Find a linear transformation w = f(z) such that it maps the disk Δ(2) onto the right half-plane {w | Re(w) > 0} satisfying f(0) = 1 and arg f'(0) = π/2

Homework Equations

$w = f(z) = \frac{az+b}{cz+d}$

$z = f^{-1}(w) = \frac{dw-b}{-cw+a}$

The Attempt at a Solution

[/B]
$z = f^{-1}(1) = \frac{d(1)-b}{-c(1)+a} = \frac{d-b}{-c+a} = 0$ ⇒ d=b

I don't think I'm quite yet finished. I've seen another method online that would start with the observation that the boundary of the open disk would necessarily map to the boundary of the right half-plane which is the imaginary axis. What's the best way to approach this?

 

[RUber]

You are saying that if the point on the edge of the disk, say point $(r, \theta)$ will necessarily have real part = 0, and as you close in on zero, you will be moving at toward real part = 1, and in some way you should push out to infinity.
Start by thinking about which parts will map to which locations, then find the function that meets those needs.

 

[Ray Vickson]

Homework Statement

Find a linear transformation w = f(z) such that it maps the disk Δ(2) onto the right half-plane {w | Re(w) > 0} satisfying f(0) = 1 and arg f'(0) = π/2

Homework Equations

$w = f(z) = \frac{az+b}{cz+d}$

$z = f^{-1}(w) = \frac{dw-b}{-cw+a}$

The Attempt at a Solution

[/B]
$z = f^{-1}(1) = \frac{d(1)-b}{-c(1)+a} = \frac{d-b}{-c+a} = 0$ ⇒ d=b

I don't think I'm quite yet finished. I've seen another method online that would start with the observation that the boundary of the open disk would necessarily map to the boundary of the right half-plane which is the imaginary axis. What's the best way to approach this?

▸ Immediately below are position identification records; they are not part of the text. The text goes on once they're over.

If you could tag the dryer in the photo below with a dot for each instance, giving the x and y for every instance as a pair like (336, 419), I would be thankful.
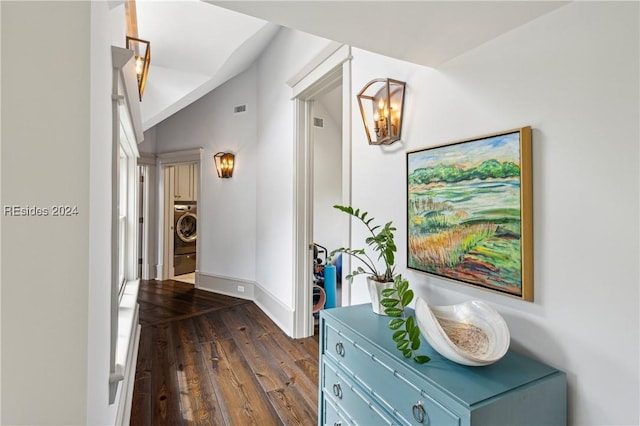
(185, 217)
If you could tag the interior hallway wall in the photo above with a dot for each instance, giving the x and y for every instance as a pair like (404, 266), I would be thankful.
(573, 76)
(287, 54)
(227, 207)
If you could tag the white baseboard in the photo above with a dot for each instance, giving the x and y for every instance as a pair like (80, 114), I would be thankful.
(277, 311)
(235, 287)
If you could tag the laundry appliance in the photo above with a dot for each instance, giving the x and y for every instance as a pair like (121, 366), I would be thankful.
(184, 239)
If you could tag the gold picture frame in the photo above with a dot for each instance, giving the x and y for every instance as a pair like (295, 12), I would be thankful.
(470, 212)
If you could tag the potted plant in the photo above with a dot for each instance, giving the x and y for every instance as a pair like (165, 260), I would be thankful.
(390, 293)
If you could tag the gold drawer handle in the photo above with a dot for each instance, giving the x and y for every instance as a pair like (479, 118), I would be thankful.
(419, 414)
(337, 390)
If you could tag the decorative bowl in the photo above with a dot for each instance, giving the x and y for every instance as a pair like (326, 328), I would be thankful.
(469, 333)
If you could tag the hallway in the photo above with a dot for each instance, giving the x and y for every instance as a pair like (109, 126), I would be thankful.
(206, 358)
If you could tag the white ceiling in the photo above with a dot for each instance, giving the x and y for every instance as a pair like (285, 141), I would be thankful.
(198, 45)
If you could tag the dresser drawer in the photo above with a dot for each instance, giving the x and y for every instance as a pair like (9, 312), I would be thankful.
(356, 405)
(406, 397)
(332, 415)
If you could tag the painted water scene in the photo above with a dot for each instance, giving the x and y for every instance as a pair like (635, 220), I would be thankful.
(469, 212)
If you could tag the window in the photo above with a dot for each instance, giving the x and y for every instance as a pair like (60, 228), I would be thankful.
(127, 133)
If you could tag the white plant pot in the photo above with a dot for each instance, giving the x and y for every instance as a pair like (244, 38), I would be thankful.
(375, 292)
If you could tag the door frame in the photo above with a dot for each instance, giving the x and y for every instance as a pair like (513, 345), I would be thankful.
(330, 68)
(165, 208)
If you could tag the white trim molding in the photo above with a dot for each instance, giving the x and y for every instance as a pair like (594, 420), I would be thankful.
(274, 308)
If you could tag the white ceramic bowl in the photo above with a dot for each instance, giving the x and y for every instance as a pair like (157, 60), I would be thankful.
(470, 333)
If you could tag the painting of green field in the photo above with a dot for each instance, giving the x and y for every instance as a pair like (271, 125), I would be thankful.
(464, 212)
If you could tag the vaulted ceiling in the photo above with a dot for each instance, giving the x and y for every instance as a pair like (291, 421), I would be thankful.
(198, 45)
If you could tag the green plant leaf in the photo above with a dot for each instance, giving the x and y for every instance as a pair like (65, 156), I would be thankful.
(393, 312)
(421, 359)
(415, 344)
(411, 323)
(396, 323)
(407, 297)
(400, 334)
(389, 303)
(414, 333)
(388, 292)
(402, 344)
(402, 288)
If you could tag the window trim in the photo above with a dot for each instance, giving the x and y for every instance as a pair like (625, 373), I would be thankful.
(126, 134)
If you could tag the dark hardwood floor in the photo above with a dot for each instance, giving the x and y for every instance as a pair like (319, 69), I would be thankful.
(210, 359)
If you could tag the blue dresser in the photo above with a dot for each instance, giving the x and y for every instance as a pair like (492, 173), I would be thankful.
(364, 380)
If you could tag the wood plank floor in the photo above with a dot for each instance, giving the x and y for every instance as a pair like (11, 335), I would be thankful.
(210, 359)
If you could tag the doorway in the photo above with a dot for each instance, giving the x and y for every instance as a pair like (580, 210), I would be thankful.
(179, 191)
(331, 70)
(327, 234)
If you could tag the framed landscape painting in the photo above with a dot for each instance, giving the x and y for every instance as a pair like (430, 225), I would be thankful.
(469, 212)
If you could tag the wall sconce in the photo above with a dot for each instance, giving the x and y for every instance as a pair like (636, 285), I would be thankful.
(382, 99)
(142, 53)
(224, 164)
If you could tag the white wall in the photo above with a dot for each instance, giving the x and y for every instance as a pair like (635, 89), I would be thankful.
(227, 207)
(573, 76)
(289, 52)
(99, 299)
(45, 260)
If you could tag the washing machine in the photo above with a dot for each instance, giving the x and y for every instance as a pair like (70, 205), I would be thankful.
(185, 217)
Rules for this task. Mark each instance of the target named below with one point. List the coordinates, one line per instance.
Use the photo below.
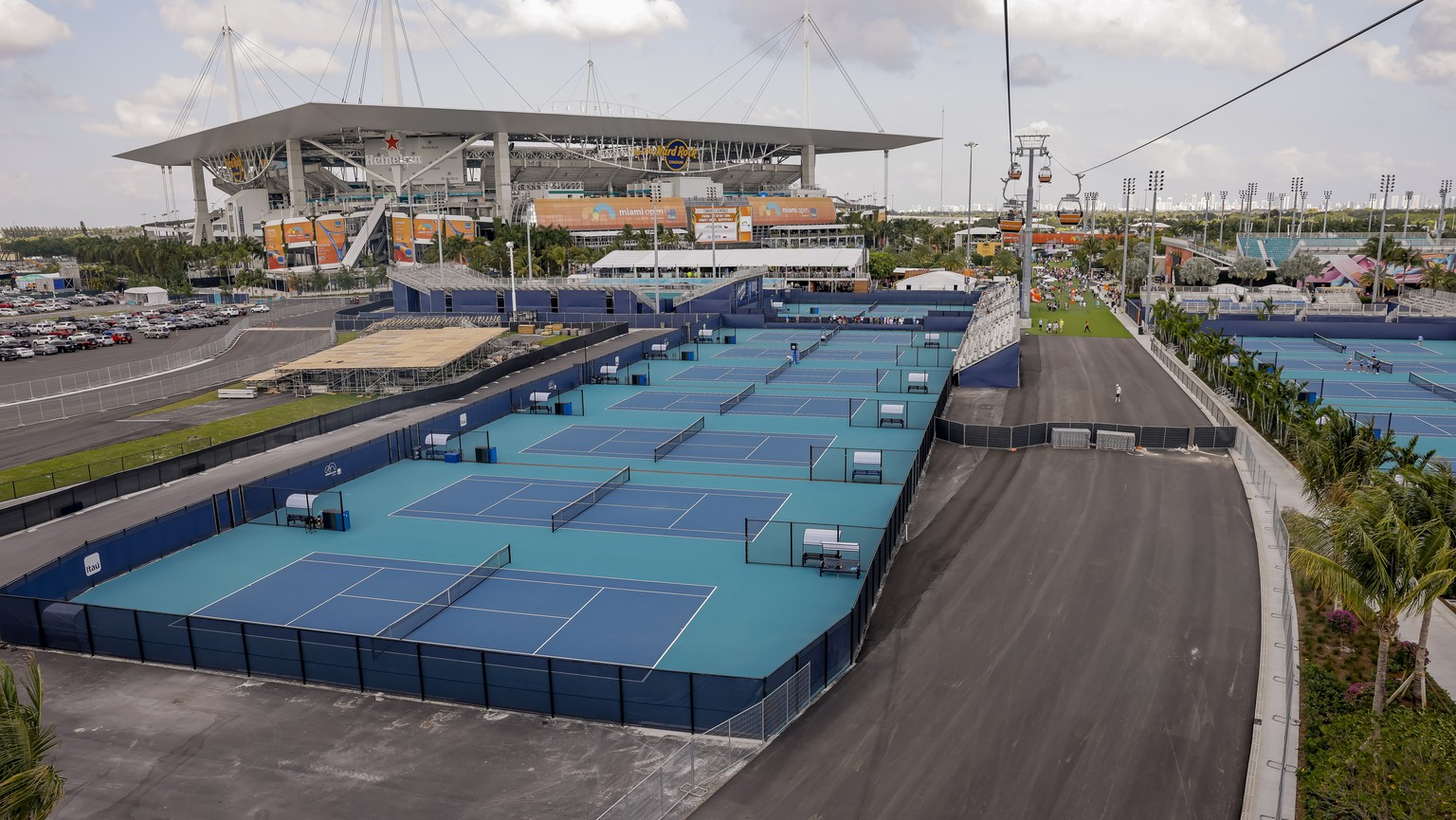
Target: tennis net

Please do not call these transformations "linear"---they are not. They are "fractional linear" or maybe "linear fractional", but that is usually much different from straight "linear" (the exception being when the denominator is constant).

 

[Shackleford]

Please do not call these transformations "linear"---they are not. They are "fractional linear" or maybe "linear fractional", but that is usually much different from straight "linear" (the exception being when the denominator is constant).

I've stated the problem verbatim, but I do understand the distinction.

 

[Shackleford]

Okay. I used another method.

[z, 0, 2, -2] = [w, 1, i, 0]

$\frac{(w-q_1)(r_1-s_1)}{(w-s_1)(r_1-q_1)} =\frac{(z-q)(r-s)}{(z-s)(r-q)}$

Plugging in the respective coordinates, I get w = $\frac{2i(2+z)}{(-2zi + 4i -4z)}$